When to Seek Emergency Care
All burns in children except the smallest, superficial ones should be looked at by a healthcare professional the same day.
Call 999 or go to A&E immediately for:
- Burns covering more than 1% of body surface area (roughly the size of the child's palm) in a child under 2, or more than 2% in older children
- Burns to the hands, feet, face, genitals, perineum, or any major joint (elbows, knees, hips) — these areas have high functional and cosmetic significance and need specialist care
- Burns that look white, brown, waxy, or black, or that are painless (full-thickness damage to nerve endings)

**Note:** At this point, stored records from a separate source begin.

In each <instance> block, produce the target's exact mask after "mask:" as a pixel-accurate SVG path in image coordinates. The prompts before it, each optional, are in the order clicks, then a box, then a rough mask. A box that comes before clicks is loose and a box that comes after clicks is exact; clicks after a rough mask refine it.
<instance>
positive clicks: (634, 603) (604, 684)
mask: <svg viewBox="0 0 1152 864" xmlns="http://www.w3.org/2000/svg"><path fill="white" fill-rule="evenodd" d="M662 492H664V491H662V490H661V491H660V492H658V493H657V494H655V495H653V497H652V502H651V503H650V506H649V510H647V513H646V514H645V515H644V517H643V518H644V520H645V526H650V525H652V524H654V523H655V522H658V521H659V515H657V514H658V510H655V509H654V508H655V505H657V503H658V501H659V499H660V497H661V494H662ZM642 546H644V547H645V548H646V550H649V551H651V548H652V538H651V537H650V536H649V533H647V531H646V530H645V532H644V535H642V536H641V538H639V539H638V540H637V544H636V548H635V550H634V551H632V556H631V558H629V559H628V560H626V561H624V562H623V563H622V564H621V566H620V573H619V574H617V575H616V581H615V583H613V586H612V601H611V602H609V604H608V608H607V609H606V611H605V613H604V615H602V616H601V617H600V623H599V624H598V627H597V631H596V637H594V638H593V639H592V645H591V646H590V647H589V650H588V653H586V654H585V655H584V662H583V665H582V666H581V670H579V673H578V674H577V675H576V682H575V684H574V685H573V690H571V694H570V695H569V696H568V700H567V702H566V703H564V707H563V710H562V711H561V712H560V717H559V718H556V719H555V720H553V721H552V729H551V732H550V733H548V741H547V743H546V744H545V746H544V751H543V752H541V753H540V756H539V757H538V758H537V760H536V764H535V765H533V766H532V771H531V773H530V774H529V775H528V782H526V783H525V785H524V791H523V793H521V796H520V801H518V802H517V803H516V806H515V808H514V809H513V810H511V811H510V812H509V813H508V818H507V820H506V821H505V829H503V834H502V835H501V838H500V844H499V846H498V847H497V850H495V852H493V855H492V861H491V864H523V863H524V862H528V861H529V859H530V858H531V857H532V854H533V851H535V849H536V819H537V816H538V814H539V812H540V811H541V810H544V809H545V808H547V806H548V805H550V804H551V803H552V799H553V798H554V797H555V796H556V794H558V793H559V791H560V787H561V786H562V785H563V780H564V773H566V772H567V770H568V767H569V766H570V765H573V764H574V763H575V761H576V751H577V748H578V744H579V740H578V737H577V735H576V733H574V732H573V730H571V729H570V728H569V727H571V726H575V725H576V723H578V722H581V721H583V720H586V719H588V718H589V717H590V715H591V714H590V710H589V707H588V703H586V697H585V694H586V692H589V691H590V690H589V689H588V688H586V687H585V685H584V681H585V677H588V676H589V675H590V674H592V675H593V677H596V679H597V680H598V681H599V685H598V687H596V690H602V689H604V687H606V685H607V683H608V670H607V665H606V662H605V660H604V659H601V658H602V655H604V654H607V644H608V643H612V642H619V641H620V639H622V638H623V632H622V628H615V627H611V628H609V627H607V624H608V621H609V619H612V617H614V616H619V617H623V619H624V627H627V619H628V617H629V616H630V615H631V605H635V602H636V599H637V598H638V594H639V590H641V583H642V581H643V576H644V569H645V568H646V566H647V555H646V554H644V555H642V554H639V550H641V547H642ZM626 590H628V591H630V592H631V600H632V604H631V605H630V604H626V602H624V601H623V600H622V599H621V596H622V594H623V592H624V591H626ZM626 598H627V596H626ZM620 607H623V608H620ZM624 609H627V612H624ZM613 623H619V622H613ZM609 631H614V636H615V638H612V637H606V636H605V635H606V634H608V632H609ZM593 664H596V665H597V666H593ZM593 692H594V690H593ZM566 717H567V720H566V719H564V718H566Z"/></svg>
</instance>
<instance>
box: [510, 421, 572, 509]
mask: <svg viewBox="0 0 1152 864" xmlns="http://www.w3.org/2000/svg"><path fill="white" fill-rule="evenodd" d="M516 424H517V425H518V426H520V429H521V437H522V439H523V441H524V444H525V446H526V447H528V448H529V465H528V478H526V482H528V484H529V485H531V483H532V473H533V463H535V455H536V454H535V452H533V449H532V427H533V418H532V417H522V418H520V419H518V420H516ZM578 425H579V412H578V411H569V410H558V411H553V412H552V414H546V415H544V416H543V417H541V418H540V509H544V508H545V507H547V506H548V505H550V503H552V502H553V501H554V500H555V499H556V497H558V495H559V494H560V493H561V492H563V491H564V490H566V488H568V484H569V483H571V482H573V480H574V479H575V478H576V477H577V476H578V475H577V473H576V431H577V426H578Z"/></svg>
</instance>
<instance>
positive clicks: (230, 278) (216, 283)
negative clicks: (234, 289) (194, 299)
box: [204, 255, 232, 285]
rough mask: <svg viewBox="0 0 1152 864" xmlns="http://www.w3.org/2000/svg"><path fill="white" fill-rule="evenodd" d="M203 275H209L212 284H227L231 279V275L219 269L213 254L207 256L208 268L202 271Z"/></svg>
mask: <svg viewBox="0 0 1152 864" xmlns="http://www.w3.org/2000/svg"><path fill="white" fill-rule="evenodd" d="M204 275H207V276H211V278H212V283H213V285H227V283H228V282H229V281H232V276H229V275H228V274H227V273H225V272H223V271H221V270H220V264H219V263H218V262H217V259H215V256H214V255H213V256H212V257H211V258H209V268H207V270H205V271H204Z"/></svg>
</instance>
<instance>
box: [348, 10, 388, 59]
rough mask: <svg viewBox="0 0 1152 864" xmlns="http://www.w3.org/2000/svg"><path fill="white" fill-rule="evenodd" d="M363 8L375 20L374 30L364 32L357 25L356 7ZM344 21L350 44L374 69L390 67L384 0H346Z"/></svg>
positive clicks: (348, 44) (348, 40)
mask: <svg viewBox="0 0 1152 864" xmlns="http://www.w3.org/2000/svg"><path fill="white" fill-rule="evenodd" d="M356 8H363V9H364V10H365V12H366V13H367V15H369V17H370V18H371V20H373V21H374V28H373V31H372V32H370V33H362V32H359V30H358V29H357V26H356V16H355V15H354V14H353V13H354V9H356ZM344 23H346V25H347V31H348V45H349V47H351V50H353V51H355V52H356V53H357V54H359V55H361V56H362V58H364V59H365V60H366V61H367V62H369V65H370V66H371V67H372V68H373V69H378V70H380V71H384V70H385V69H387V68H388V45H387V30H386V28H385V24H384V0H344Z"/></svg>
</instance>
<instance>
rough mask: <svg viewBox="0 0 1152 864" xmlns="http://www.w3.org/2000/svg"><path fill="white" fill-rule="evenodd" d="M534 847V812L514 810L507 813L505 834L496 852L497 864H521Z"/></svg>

- Circumferential burns — going all the way around a limb or the trunk
- Any burn from chemicals, electricity, or flame
- Any burn in a baby under 5 months
- Any concern about how the burn happened (possible non-accidental injury)
Burn Depth
Superficial (epidermal): red, painful, no blistering — like sunburn. Heals in 7–10 days without scarring. Cool water and analgesia; no specialist referral needed.
Superficial partial thickness: blistering, very painful, moist appearance. Heals in 7–21 days, usually without significant scarring. Needs medical assessment.
Deep partial thickness: drier, mottled, less painful (because nerve endings have been damaged). Takes more than 21 days to heal and usually scars. Specialist care required, sometimes including skin grafting.
Full thickness: white, brown, or black; painless; dry; leathery. Does not heal without surgical skin grafting.
Prevention
- Hot water heater: turn the household setting down to a maximum of 49°C.
- Bath: use a thermometer; aim for 37–38°C. Always run the cold tap last.
- Hot drinks: never put a tea or coffee within reach of a young child. A toddler tipping a hot mug on themselves causes preventable scalds every week in UK A&Es.
- Cooking: use the back rings; turn pan handles toward the back of the hob; ideally keep young children out of the kitchen while cooking.
- Smoke alarms: one on every floor, tested monthly.
Key Takeaways
Scalds from hot liquids are the most common cause of serious burns in children under 5, with most occurring in the kitchen or bath. The correct first aid for a burn or scald is to cool the affected area with cool running water for a minimum of 20 minutes, starting within 3 hours of the injury. Do not use ice, butter, toothpaste, or other home remedies. Remove clothing and jewellery from the affected area but not if it is stuck to the skin. All burns in children other than very minor superficial burns should be assessed by a healthcare professional, and specific features – burns to hands, feet, face, genitals, or joints; large burns; circumferential burns; chemical burns; and burns in children under 5 months – require emergency assessment.